Non seulement j’étais de plus en plus déprimé en quittant mon travail, mais j’y allais de plus en plus « avec la boule au ventre ». Plus le temps passait, plus le fonctionnement « normal » de mon cerveau se dégradait et j’en étais le spectateur inconscient. La dopamine est indispensable à la survie de l’individu car elle joue un rôle dans la motivation. Ma « petite voix intérieure » me soufflait de plus en plus fort de tout arrêter PAR TOUS LES MOYENS et mon angoisse se transformait en pensées sombres.
Je me mettais à transpirer abondamment en pleine réunion, ou à balbutier en pleine intervention, comme une crise de panique sans raison. Je dormais beaucoup mais mal, je me réveillais au milieu de la nuit sans pouvoir me rendormir. J’étais tout le temps fatigué.
Les gens sont parfois victimes d’incendie, tout comme les immeubles. Sous la tension produite par la vie dans notre monde complexe leurs ressources internes en viennent à se consumer comme sous l’action des flammes, ne laissant qu’un vide immense à l’intérieur, même si l’enveloppe externe semble plus ou moins intacte.
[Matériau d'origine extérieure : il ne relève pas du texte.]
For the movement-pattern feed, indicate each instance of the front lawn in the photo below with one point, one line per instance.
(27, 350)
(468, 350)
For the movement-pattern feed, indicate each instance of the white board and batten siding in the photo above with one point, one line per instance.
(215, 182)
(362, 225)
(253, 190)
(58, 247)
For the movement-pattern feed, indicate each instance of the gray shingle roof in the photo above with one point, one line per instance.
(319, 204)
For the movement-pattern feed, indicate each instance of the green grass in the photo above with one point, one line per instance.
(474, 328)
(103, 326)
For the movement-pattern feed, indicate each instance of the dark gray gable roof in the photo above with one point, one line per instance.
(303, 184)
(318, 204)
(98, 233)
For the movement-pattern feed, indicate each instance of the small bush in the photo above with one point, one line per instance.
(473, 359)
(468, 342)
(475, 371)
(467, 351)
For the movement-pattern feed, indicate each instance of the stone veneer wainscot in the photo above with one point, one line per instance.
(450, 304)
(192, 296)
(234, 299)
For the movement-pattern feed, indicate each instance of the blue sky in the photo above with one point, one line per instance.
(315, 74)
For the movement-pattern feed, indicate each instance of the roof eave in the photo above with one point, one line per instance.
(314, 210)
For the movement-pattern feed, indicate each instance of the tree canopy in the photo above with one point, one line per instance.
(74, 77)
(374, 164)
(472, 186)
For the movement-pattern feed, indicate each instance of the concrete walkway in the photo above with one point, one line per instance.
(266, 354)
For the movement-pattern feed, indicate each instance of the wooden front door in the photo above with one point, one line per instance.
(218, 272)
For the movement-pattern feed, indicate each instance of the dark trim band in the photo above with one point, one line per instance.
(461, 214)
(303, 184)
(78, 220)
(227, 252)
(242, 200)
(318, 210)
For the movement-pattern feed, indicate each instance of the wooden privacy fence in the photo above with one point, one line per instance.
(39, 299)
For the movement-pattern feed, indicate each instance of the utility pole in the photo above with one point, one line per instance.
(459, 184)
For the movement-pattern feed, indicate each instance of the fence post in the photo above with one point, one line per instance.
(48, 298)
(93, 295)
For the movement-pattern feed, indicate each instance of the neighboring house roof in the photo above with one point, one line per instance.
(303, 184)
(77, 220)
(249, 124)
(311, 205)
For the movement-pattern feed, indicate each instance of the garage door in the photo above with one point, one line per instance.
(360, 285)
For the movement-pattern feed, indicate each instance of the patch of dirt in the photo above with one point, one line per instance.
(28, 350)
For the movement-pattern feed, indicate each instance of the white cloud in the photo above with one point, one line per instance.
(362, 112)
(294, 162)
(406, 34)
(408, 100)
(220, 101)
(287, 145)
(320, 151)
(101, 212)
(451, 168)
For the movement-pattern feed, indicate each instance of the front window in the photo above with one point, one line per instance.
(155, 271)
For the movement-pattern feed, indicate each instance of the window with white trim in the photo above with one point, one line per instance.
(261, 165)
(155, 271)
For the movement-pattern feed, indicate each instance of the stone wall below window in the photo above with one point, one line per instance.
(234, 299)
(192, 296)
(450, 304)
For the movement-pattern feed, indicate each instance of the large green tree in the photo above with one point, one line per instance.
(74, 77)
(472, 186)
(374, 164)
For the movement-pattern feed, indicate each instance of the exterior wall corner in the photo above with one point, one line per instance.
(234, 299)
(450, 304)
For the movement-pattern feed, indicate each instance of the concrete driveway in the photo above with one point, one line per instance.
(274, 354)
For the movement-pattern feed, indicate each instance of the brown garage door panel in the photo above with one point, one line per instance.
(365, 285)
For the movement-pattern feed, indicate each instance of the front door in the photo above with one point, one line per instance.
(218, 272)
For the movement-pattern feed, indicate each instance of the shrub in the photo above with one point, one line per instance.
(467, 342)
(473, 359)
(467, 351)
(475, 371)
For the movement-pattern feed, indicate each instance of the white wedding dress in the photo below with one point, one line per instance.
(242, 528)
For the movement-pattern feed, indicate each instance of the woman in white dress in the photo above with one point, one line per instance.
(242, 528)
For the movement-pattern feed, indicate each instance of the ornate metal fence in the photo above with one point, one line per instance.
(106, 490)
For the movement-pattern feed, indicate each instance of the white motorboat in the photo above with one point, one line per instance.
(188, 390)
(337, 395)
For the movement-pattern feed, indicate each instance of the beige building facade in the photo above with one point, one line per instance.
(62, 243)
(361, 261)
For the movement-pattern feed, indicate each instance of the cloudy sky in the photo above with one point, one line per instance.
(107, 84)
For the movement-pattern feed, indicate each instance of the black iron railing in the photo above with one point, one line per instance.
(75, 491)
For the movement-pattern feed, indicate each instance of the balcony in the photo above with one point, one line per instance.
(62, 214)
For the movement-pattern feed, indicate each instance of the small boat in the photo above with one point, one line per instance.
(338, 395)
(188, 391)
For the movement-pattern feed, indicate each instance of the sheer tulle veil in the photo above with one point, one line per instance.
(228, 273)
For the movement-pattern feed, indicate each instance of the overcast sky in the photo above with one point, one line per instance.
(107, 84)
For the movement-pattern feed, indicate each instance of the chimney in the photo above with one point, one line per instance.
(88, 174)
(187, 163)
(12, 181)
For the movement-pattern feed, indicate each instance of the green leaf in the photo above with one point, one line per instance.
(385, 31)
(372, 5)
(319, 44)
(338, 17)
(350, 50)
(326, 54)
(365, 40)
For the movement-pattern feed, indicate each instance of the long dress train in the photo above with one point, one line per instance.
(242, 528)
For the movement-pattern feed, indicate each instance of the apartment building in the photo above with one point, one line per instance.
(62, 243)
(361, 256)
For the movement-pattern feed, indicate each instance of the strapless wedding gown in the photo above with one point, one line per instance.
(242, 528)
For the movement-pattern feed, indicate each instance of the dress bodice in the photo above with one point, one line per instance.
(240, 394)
Herbert J. Freudenberger, psychologue et psychothérapeute américain
Vous l’avez compris, j’ai été victime d’un épuisement professionnel (je vous invite à lire cette page très intéressante de Wikipédia car elle décrit beaucoup d’autres situations très différentes de la mienne).
Bref, j’ai fait un « burn-out« .
Si j’ai décidé d’écrire ce billet, c’est parce que je m’en suis sorti grâce à deux RSSI qui ont osé briser le tabou du silence et témoigner lors d’une conférence à laquelle j’ai assisté. Je n’oserai sans doute pas faire de même car j’ai encore du mal à en parler, mais j’ai la chance d’avoir ce blog qui me sert de thérapie.
Je m’en suis sorti grâce au soutien de Mme Zythom qui a su m’entourer de son amour sans me juger ni me donner les conseils bateaux du type « non mais ça va aller » ou « il y a plus à plaindre que toi ». Le burn-out est un incendie intérieur ne laissant qu’un vide immense.
Je m’en suis sorti grâce à l’intervention de mon nouveau chef qui a su reconnaître ma situation d’épuisement et prendre les bonnes décisions de soutien.
Ce qui est sûr, c’est que je ne m’en suis pas sorti grâce à mon cerveau.